If you need to keep track of some data used during the last update so that you can make use of it during destroy, you'll need to save that data as part of the resource instance's own attributes. Since you are using null_resource, the easiest way to achieve that is to place those values in the triggers argument, which is an map of arbitrary strings and so can contain any string values you wish:

  triggers = {
    md5 = md5(each.value)

    database_name = data.terraform_remote_state.datalake.outputs.data_glue_catalog_base_name
    s3_bucket_query_output = data.terraform_remote_state.datalake.outputs.data_athena_results_bucket

    aws_region        = local.region
    aws_access_key_id = local.aws_access_key_id
    aws_secret_key    = sensitive(local.aws_secret_key)
  }

  # ...

  provisioner "local-exec" {
    when = destroy
    command = <<EOF
      AWS_DEFAULT_REGION=${self.triggers.aws_region} AWS_ACCESS_KEY_ID=${self.triggers.aws_access_key_id} AWS_SECRET_ACCESS_KEY=${self.triggers.aws_secret_key} \
      aws athena start-query-execution \
        --output json \
        --query-string 'DROP VIEW IF EXISTS ${each.key}' \
        --query-execution-context "Database=${self.triggers.database_name}" \
        --result-configuration "OutputLocation=s3://${self.triggers.s3_bucket_query_output}"
EOF
  }

However, this approach can only work if the credentials most recently used to create or update this object remain valid at the time when you destroy it, and so I would not recommend this design.
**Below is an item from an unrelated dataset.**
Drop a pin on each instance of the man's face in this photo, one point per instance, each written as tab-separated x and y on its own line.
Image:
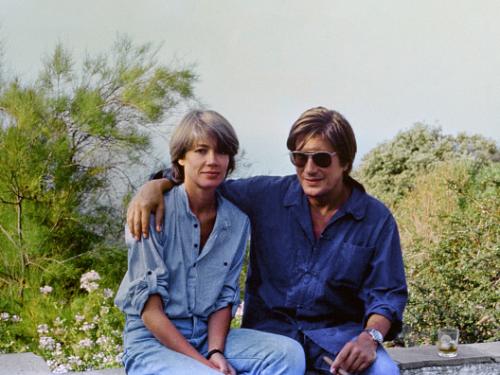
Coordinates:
320	183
Instead, a more typical answer for this problem of mixing use of both the Terraform AWS provider and the AWS CLI would be to place the credentials for both in one of the standard locations where AWS tools look for credentials -- in environment variables set from outside Terraform, in the ~/.aws/credentials file, etc -- and then both the provider and the CLI will both look in that location to find the credentials to use, without them appearing as any part of your Terraform configuration.

A Terraform configuration should only be a description of the desired state, not a description of which credentials to use to reach that desired state. Credentials should be placed in whatever locations are standard for the target system in question, and then the Terraform provider for that system should look in those standard locations directly, without the credentials ever passing through the Terraform configuration.